Tuesday, December 19, 2006

The world’s second-largest publicly traded oil tanker company yesterday agreed to plead guilty to 33 felony counts for deliberately polluting six U.S. ports and making false pollution log entries.

In what the Justice Department called the largest criminal penalty involving deliberate vessel pollution, Overseas Shipholding Group Inc. (OSG) will pay the government $37 million and plead guilty to the illegal dumping of waste oil, violations of the Clean Water and Oil Pollution acts, conspiracy, making false statements and obstruction of justice.

“OSG has engaged in repeated and deliberate pollution of our oceans,” acting Associate Attorney General William Mercer said. “What is more disturbing is that OSG’s management failed to uncover or stop this illegal activity after allegations were brought to the attention of management on several occasions and again after the initiation of the government’s investigation.”



Rear Adm. Tim Sullivan, commander of the First U.S. Coast Guard District, said the service is committed to achieving industrywide compliance with international and domestic pollution prevention rules.

“The case demonstrates that scofflaws within maritime industry can no longer treat intentional discharging of oil and the penalties associated with those acts as a ‘cost of doing business.’ Instead, the industry must embrace a culture of compliance,” he said.

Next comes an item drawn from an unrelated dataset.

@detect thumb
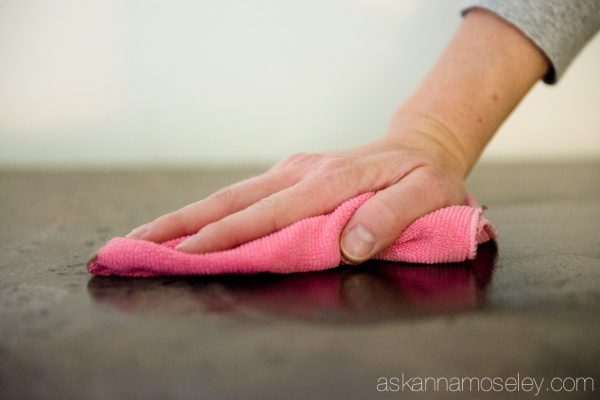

New York-based OSG, which has 4,000 employees, transports crude oil, petroleum products and dry bulk commodities throughout the world. The company owns an international fleet of 106 operating vessels and has 30 under construction. The guilty plea involves 12 of its ships.

The ports where the pollution occurred were identified as Boston; Portland, Maine; Los Angeles; San Francisco; Wilmington, N.C.; and Beaumont, Texas.

The $37 million penalty consists of a $27.8 million criminal fine, which will be divided among the port districts, and a $9.2 million organizational community service payment that will fund marine environmental projects coast to coast.

According to a statement of facts filed by the Justice Department in the plea agreement, OSG admitted that it:

• Made illegal releases of oily waste from August 2001 to October 2003 into waters off the coast of New England, in proximity to Maine and Massachusetts, including the island of Nantucket.

• Was responsible for dumping sludge, including 40,600 gallons dumped overboard by one ship.

• Violated the Clean Water Act by discharging 2,640 gallons of oily waste and sludge off the coast of North Carolina, and made false statements about it.

• Made illegal discharges of oily waste in 2004 and 2005 in the Gulf of Mexico.

• Concealed the illegal discharges by falsifying official ship records, making discharges at night and hiding bypass equipment during U.S. port calls so the Coast Guard would not discover the criminal activity.

The company also said numerous high-ranking crew members engaged in conspiracies to commit illegal pollution and falsify ship records while lower-level crew participated because they were explicitly or implicitly threatened with loss of employment if they refused.

The Justice Department said the motive for the crimes was financial, adding that OSG “was saving the cost of offloading waste oil in port and the time it would take to comply with the law.”